NAME: Vowel Recognition (Deterding data)
SUMMARY: Speaker independent recognition of the eleven steady state vowels
of British English using a specified training set of lpc derived log area
ratios.
SOURCE: David Deterding (data and non-connectionist analysis)
Mahesan Niranjan (first connectionist analysis)
Tony Robinson (description, program, data, and results)
To contact Tony Robinson by electronic mail, use address
"tony@av-convex.ntt.jp" until 1 June 1989, and "ajr@dsl.eng.cam.ac.uk"
thereafter.
MAINTAINER: Scott E. Fahlman, CMU
PROBLEM DESCRIPTION:
The problem is specified by the accompanying data file, "vowel.data". This
consists of a three dimensional array: voweldata [speaker, vowel, input].
The speakers are indexed by integers 0-89. (Actually, there are fifteen
individual speakers, each saying each vowel six times.) The vowels are
indexed by integers 0-10. For each utterance, there are ten floating-point
input values, with array indices 0-9.
The problem is to train the network as well as possible using only on data
from "speakers" 0-47, and then to test the network on speakers 48-89,
reporting the number of correct classifications in the test set.
For a more detailed explanation of the problem, see the excerpt from Tony
Robinson's Ph.D. thesis in the COMMENTS section. In Robinson's opinion,
connectionist problems fall into two classes, the possible and the
impossible. He is interested in the latter, by which he means problems
that have no exact solution.
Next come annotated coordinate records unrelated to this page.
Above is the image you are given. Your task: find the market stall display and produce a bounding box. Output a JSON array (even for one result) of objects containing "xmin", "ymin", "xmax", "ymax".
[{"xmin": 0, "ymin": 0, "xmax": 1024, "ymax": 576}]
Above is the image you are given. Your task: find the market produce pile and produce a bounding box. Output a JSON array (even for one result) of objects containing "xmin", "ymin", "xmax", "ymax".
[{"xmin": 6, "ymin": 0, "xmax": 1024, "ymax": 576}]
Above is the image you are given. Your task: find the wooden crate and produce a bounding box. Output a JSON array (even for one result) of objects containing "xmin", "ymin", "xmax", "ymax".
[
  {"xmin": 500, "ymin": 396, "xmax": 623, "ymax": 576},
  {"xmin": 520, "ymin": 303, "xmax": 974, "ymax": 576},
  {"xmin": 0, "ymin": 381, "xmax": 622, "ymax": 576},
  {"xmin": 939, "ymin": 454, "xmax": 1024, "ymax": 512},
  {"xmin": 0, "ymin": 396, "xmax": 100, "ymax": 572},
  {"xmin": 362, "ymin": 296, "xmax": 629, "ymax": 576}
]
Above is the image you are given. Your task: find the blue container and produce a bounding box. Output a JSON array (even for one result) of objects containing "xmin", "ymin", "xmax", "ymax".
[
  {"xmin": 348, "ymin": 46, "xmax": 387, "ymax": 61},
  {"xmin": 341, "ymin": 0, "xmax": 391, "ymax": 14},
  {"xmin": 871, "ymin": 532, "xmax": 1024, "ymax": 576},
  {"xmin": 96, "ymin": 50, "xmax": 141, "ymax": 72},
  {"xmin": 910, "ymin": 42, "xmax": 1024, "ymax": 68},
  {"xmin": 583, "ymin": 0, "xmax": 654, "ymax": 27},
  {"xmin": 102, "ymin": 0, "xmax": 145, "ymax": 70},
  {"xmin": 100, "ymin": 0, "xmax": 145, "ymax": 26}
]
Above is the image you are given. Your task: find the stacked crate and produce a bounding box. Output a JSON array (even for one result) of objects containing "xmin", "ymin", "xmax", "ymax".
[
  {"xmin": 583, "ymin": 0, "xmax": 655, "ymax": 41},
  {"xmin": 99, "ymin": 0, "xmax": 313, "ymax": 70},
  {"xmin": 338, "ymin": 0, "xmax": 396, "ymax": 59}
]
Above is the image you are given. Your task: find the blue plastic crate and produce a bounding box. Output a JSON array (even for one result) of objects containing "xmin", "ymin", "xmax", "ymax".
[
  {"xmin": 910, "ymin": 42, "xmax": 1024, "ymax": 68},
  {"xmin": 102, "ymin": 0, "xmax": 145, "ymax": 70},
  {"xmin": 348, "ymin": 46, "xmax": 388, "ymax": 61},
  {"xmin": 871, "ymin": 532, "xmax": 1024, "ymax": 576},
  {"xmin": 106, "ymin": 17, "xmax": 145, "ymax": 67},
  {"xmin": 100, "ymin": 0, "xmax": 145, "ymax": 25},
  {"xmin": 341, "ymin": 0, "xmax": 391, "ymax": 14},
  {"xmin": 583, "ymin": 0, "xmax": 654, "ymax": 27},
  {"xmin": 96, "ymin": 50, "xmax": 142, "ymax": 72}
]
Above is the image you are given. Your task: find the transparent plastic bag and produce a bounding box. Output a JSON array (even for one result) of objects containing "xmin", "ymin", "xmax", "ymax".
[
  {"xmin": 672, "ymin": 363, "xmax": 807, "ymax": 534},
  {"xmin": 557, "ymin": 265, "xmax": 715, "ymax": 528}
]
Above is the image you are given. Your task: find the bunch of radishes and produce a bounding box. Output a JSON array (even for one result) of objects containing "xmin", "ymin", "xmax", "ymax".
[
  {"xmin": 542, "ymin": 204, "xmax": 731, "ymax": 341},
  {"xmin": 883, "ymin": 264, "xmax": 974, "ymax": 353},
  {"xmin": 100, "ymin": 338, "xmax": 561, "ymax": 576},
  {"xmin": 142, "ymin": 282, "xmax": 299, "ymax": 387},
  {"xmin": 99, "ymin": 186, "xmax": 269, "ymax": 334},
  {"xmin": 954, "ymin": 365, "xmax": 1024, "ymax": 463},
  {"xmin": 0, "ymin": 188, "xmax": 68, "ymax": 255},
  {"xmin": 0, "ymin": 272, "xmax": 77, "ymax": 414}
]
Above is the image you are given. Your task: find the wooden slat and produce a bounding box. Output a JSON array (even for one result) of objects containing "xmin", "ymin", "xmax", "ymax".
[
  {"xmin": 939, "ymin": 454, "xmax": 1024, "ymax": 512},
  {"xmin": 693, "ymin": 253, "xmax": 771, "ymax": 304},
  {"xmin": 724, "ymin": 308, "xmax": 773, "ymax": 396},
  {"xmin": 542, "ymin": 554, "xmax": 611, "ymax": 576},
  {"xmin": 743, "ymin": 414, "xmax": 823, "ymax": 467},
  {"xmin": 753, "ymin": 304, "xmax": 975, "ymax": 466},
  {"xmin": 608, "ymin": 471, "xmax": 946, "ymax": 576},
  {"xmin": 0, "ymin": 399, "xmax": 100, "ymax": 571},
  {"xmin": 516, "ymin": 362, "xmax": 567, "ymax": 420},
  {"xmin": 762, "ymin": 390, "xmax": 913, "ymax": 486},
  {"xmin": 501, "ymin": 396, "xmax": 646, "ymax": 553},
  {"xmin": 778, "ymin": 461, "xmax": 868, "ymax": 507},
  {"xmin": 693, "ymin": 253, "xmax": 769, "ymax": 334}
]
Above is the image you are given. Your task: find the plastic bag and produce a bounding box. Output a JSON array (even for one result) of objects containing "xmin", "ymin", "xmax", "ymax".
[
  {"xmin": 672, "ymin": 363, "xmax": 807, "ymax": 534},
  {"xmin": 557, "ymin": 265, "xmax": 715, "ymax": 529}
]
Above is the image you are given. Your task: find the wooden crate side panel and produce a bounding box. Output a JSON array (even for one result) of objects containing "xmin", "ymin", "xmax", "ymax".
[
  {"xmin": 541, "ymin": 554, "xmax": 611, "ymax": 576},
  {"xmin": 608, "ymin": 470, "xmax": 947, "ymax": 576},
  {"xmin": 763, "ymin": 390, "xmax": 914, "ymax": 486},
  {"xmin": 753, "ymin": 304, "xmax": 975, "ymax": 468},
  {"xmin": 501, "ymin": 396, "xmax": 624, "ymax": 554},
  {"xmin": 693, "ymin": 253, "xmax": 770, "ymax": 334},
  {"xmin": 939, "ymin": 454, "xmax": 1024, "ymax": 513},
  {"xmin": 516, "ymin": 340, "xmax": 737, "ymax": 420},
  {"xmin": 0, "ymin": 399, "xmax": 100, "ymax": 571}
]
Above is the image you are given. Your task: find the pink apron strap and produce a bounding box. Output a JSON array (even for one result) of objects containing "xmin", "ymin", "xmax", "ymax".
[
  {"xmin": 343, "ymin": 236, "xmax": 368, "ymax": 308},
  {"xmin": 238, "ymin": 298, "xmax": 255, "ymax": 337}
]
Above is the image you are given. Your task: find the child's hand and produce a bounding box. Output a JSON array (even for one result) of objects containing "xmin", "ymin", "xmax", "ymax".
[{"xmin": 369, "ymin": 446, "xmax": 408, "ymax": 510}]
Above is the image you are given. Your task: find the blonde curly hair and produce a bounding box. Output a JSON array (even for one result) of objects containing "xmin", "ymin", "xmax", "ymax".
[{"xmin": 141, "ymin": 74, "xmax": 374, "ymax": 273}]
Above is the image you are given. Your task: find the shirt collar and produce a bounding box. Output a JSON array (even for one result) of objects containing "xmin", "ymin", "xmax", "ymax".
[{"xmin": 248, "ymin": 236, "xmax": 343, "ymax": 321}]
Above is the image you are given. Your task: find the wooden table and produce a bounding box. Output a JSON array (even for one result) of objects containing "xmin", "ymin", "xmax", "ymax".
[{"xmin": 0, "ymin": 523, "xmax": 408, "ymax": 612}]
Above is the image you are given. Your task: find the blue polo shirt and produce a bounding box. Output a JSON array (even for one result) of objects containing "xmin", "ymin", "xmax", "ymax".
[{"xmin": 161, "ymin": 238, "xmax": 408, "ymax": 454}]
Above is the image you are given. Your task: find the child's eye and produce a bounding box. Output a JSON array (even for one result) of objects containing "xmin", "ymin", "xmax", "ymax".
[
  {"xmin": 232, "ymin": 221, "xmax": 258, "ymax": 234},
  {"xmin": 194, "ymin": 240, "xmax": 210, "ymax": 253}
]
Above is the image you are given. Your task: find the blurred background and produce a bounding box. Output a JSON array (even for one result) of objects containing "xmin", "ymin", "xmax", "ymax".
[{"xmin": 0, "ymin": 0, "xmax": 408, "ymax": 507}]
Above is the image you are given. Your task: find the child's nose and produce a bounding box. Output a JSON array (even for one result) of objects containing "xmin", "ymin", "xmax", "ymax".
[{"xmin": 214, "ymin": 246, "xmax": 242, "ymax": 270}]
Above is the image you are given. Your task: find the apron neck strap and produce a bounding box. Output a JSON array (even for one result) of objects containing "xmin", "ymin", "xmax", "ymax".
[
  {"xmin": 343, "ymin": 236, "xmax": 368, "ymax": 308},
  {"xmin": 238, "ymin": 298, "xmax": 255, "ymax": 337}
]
Thus the problem here is not to see how fast
a network can be trained (although this is important), but to maximise a
less than perfect performance.
METHODOLOGY:
Report the number of test vowels classified correctly, (i.e. the number of
occurences when distance of the correct output to the actual output was the
smallest of the set of distances from the actual output to all possible
target outputs).
Though this is not the focus of Robinson's study, it would also be useful
to report how long the training took (measured in pattern presentations or
with a rough count of floating-point operations required) and what level of
success was achieved on the training and testing data after various amounts
of training. Of course, the network topology and algorithm used should be
precisely described as well.
VARIATIONS:
This benchmark is proposed to encourage the exploration of different node
types. Please theorise/experiment/hack. The author (Robinson) will try to
correspond by email if requested. In particular there has been some
discussion recently on the use of a cross-entropy distance measure, and it
would be interesting to see results for that.
RESULTS:
Here is a summary of results obtained by Tony Robinson. A more complete
explanation of this data is given in the exceprt from his thesis in the
COMMENTS section below. The program used to obtain these results is in the
code directory, /afs/cs.cmu.edu/project as "vowel.c".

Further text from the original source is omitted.